Opini

Pendidikan Pesantren Ciptakan Manhajul Fikr yang Progresif dan Moderat untuk Generasi Bangsa

Sabtu, 5 April 2025 | 16:19 WIB

Pendidikan Pesantren Ciptakan Manhajul Fikr yang Progresif dan Moderat untuk Generasi Bangsa

Ahmad Royhan, mahasantri Mahad Aly Lirboyo+prodi Fiqih wa Ushuluhu. (Foto: NU Online Jabar)

Oleh Ahmad Royhan 
Pesantren dengan meminjam bahasa Dr. KH. Reza Ahmad Zahid, Lc, MA. adalah Majma’ul Bahroin (menghimpun 2 lautan ilmu) 1. Ilmu yang berelemen non formal (Agama/Syari’at) 2. Ilmu yang berorientasi formal. Perdebatan serius dalam pendidikan untuk menentukan arah pembangunan bangsa yang menjadi penentu kejayaan negri. 
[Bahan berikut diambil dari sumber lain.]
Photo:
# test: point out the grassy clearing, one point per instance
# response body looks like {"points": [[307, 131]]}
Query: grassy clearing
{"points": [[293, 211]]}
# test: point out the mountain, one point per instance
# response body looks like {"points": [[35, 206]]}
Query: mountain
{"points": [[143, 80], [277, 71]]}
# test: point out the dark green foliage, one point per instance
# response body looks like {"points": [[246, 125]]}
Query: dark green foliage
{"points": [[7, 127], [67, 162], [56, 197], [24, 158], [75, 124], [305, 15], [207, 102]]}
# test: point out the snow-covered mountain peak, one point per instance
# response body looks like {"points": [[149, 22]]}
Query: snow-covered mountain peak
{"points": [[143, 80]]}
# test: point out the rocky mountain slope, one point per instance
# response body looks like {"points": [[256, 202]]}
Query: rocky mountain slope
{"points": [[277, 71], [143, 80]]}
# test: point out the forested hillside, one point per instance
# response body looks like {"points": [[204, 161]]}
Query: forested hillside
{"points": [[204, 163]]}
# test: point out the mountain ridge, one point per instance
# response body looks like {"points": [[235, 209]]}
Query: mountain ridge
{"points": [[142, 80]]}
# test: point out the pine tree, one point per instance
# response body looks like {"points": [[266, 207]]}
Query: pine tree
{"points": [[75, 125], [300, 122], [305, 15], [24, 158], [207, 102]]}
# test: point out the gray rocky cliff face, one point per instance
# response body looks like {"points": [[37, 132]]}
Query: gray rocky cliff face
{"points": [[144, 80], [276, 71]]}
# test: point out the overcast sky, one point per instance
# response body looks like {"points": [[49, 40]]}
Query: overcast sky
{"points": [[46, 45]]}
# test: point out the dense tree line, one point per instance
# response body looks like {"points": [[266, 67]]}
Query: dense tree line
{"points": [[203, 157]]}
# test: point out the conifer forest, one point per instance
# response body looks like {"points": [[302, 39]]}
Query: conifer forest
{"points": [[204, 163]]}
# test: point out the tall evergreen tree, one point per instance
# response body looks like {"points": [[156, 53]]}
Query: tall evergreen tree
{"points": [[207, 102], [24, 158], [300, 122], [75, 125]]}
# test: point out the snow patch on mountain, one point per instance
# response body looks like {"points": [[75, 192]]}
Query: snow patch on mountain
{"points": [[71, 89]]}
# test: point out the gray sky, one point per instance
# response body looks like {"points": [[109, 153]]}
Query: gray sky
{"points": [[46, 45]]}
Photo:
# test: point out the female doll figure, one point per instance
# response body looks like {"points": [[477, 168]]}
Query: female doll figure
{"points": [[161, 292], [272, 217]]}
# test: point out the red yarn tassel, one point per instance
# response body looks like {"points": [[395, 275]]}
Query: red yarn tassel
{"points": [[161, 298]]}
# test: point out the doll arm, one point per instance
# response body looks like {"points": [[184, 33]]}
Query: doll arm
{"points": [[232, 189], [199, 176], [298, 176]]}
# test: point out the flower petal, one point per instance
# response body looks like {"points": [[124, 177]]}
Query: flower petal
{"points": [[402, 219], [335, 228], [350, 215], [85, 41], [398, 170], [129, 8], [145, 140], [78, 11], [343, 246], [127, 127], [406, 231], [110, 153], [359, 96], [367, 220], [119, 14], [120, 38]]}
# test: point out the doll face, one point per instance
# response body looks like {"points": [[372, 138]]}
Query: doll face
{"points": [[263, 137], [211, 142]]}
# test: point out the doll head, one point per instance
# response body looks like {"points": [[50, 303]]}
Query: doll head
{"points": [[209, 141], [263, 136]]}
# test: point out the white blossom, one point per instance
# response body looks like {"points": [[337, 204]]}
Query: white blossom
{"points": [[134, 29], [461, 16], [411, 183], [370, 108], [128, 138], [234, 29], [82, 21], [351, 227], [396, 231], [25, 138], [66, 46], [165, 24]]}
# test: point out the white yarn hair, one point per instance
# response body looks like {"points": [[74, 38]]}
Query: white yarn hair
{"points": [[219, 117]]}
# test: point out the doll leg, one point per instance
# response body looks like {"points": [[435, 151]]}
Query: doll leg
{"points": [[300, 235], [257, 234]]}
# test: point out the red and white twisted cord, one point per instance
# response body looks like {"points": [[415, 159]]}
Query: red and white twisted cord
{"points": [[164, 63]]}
Sebagian kelompok lebih memilih ide-ide modern barat dengan tradisi islam, sebagian lain siap menerapkan ide sekuler barat dengan tradisi lokal, dan sebagian lagi cenderung mengawinkan tradisi islam dengan kekayaan budaya bangsa ini, ide terakhir ini diterapkan oleh pesantren yang sebagai rival sekuler barat/ modern barat yang kemudian waktu diformalkan oleh negara Indonesia, walaupun di mata publik pendidikan yang notabenya sekuler barat itu jauh lebih diminati dan maju melalui sistemnya yang canggih dan kurikulum yang tertata rapih. 
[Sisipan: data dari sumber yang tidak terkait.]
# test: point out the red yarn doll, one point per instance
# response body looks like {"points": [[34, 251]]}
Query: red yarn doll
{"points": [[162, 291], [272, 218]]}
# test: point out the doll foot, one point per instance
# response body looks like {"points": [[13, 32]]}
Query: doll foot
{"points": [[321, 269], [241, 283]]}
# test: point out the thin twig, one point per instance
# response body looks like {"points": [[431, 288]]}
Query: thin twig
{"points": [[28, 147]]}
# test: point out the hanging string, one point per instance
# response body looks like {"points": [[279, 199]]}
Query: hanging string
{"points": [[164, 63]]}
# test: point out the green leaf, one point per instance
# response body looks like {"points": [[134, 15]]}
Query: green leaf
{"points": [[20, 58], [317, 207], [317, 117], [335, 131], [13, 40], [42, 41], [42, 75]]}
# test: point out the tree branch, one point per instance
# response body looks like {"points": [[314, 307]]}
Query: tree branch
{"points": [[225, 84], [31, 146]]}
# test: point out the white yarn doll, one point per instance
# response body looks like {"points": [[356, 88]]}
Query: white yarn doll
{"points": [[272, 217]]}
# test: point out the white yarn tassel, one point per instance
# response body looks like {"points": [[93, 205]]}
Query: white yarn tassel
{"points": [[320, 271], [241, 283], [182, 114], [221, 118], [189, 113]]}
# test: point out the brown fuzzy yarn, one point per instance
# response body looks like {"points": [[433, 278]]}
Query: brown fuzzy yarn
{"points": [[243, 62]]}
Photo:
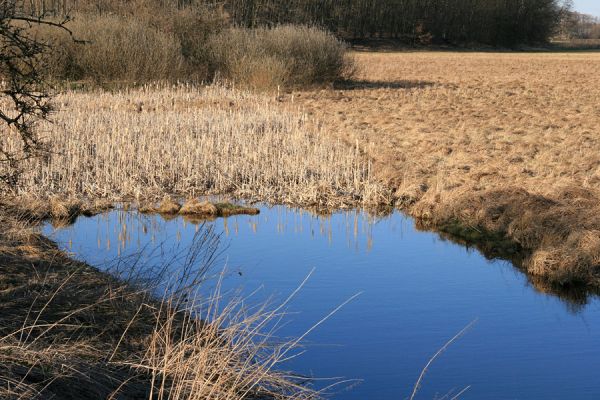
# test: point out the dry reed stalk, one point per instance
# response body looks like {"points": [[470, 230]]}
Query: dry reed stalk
{"points": [[144, 143], [81, 334]]}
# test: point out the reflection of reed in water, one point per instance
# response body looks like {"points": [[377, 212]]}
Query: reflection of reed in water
{"points": [[133, 230]]}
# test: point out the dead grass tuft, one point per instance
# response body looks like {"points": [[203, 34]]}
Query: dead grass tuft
{"points": [[68, 331], [168, 206], [195, 207], [502, 143]]}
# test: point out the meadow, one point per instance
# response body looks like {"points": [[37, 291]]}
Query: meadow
{"points": [[493, 143]]}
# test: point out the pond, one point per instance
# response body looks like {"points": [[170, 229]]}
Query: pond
{"points": [[417, 290]]}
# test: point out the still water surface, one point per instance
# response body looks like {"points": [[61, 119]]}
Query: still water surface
{"points": [[417, 291]]}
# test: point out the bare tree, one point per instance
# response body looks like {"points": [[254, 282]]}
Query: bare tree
{"points": [[25, 96]]}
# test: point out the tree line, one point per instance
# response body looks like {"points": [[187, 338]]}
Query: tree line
{"points": [[493, 22]]}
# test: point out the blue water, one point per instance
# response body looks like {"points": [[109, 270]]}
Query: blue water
{"points": [[416, 292]]}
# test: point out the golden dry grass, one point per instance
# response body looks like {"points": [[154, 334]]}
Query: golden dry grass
{"points": [[141, 144], [68, 331], [503, 142]]}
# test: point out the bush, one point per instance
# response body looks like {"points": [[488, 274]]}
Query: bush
{"points": [[117, 49], [285, 55]]}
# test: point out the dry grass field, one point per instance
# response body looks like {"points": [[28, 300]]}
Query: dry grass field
{"points": [[500, 142]]}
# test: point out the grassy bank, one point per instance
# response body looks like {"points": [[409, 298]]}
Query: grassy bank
{"points": [[501, 143], [69, 331]]}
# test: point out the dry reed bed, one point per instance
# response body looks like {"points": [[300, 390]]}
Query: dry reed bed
{"points": [[506, 143], [143, 143]]}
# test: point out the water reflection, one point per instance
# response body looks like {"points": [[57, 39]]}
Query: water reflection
{"points": [[419, 289]]}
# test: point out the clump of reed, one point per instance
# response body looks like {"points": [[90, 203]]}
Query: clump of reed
{"points": [[143, 143]]}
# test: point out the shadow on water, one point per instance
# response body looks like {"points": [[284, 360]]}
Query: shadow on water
{"points": [[495, 247], [419, 289]]}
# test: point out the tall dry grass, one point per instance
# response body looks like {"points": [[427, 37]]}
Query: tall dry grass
{"points": [[140, 144], [71, 332], [504, 143]]}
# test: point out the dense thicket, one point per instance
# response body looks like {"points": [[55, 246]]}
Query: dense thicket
{"points": [[580, 26], [495, 22]]}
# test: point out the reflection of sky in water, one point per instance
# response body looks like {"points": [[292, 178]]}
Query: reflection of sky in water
{"points": [[417, 292]]}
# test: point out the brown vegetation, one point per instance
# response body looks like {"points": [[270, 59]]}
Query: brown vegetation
{"points": [[70, 332], [191, 45], [281, 56], [500, 143], [141, 144]]}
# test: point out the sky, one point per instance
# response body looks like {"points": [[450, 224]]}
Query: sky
{"points": [[588, 6]]}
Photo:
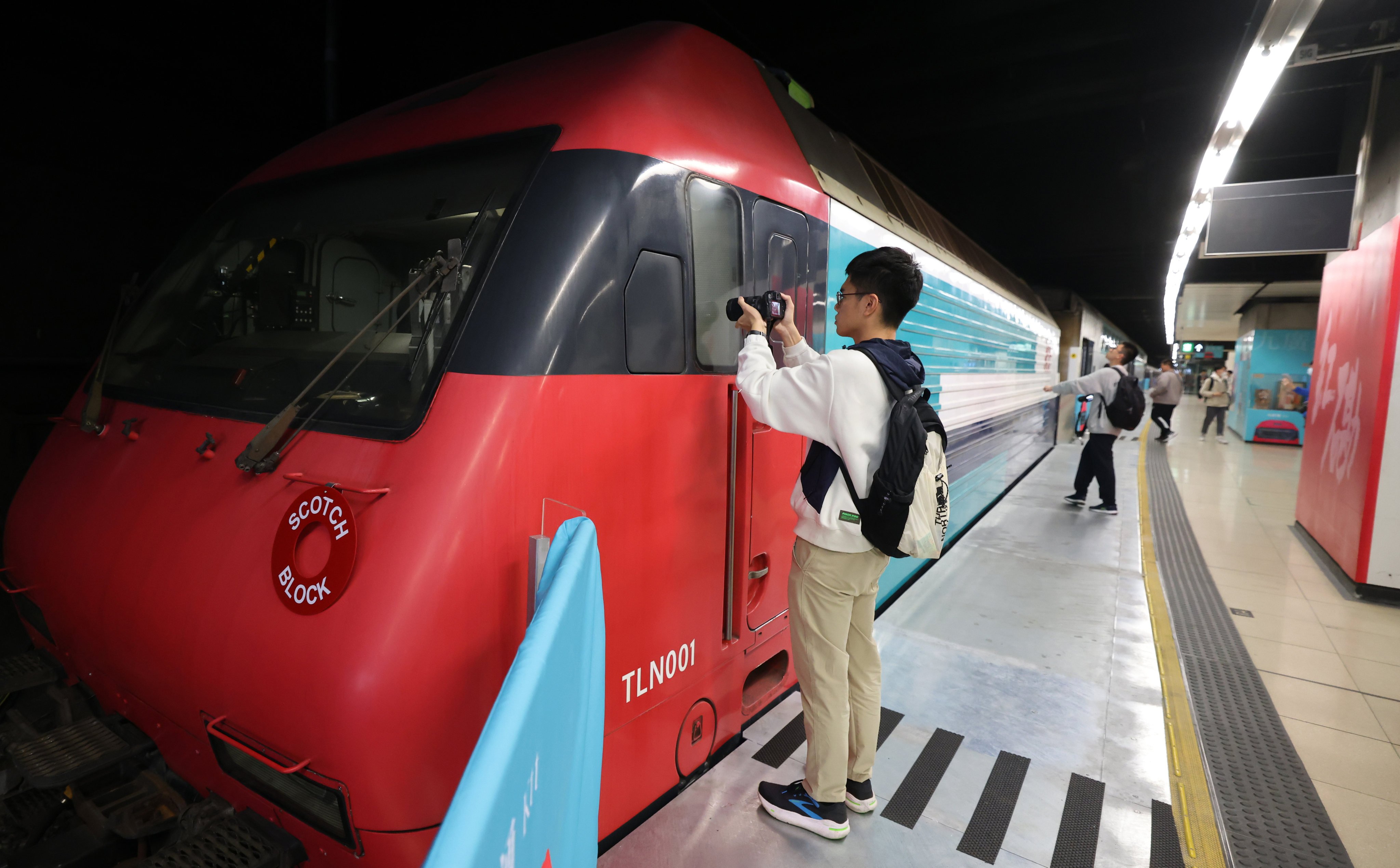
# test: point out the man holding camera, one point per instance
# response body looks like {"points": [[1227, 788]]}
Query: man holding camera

Latar belakang awal sejarah pesantren hadir untuk melakukan transformasi kultural melalui tradisi. Para santri dengan identitasnya sebagai center of excellent, memiliki sikap dinamis, juga cara pandang dengan keahlian ilmu yang disiplinnya dalam menelaah suatu hukum perlu meraba kecanggihan zaman guna menuangkan pikirannya dengan estetika sehingga mampu bersaing dan menjadi sosok yang dibutuhkan masyarakat. 


Pesantren di samping mengedepankan spiritual dan etika, juga memupuk jiwa untuk lebih transparan dalam berfikir yang akan tampak kebiasaan menganalisis, meneliti, dan mengfilter ide yang diterima. Tidak berhenti sampai disitu, para santri memiliki power untuk membuat kesimpulan secara kritis dengan akan sehatnya, sehingga lebih progresif dan dinamis melalui pikirannya, semua itu dibingkis dalam Bahtsul Masa`il. 


Bukti Fakta urgensi Musyawaroh dengan adanya konsensus Pancasila pada sila yang ke-4 “kerakyatan yang dipimpin oleh hikmat kebijaksanaan dalam permusyawaratan perwakilan”, sila keempat ini menuntut prioritasnya kepentingan umum atas kepentingan pribadi dan golongan sebagaiman menuntut untuk mencari kemufakatan tanpa ada paksaan pendapat bahkan tidak mempertimbangkan mayoritas dan minoritas karena keduanya hal itu telah lebur dalam wadah kebangsaan. 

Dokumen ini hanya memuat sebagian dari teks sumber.